There’s no shortage of folks who have been saying that social media is the next big thing. Dell jumped into the social media space more than three years ago. In those days, I didn't spend a lot of time thinking about the larger implications of what we were doing. Back then, it was all about connecting and responding to customers and just making social media work. After starting with a blog, we moved on to IdeaStorm, then into Twitter and Facebook. We built a Flickr page (which recently passed 1 million views) and a Dell YouTube channel to facilitate the sharing of picture and video content we produced for Direct2Dell.
Dell.com, Support.Dell.com and the Dell Community Forum all pre-dated our social media activity. Looking at our online success in all those places, the fundamentals were clear for us. The web was an ideal place for us to connect directly with customers. Social media brought that and something more—a way to listen, learn and engage with customers, with a clear emphasis on the engage part of the equation, It allows us to further those direct connections with customers while also sharing what we are all about, making technology work, work better and harder for you.
Today, as more and more customers are embracing social media, our thinking about Dell and community has evolved beyond simply driving customers to our own sites to connecting those conversations where they happen on the web (and in the real world too). If you look at our aggregate presence on social media networks plus our own community sites, our worldwide community has grown to more than 3.5 million people across the social web, including places like Twitter, Facebook, Direct2Dell and IdeaStorm. That’s roughly a fan base the size of the population of Chicago. And at this stage is only a small part of the overall 2 billion contacts we have with customers worldwide every year via phone, e-mail, etc.
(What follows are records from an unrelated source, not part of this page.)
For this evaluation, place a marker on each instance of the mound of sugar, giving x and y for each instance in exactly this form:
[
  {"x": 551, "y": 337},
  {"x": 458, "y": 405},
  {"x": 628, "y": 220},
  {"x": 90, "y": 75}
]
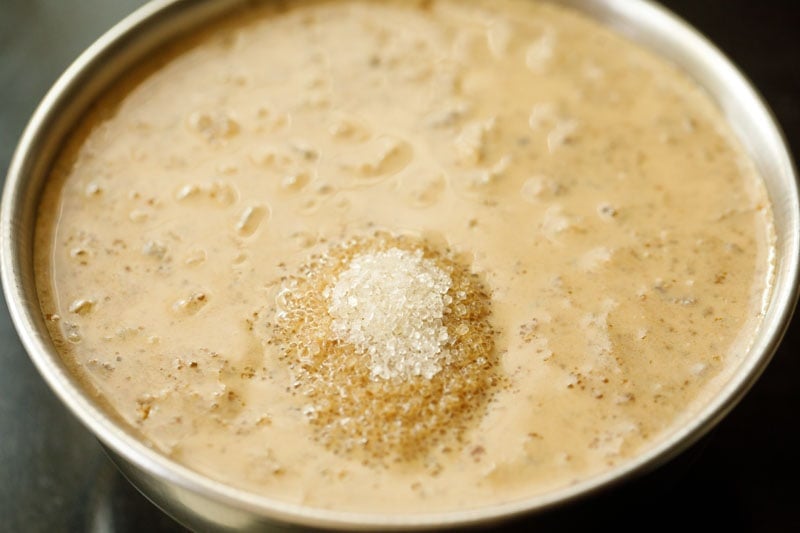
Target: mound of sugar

Our @DellOutlet is now close to 1.5 million followers on Twitter, and back in June we indicated that @DellOutlet earned $3 million in revenue from Twitter. Today it's not just Dell Outlet having success connecting with customers on Twitter. In total, Dell’s global reach on Twitter has resulted in more than $6.5 million in revenue. In fact our Brazilian and Canadian accounts are growing rapidly too – and it was Canadian tweeters who asked to make sure Dell Canada came online to Twitter. Dell Canada responded because the team heard our customers. In less than a year, @DellnoBrasil has already generated nearly $800,000 in product revenues. Similarly, @DellHomeSalesCA has surpassed $150,000 and is increasing at notable pace.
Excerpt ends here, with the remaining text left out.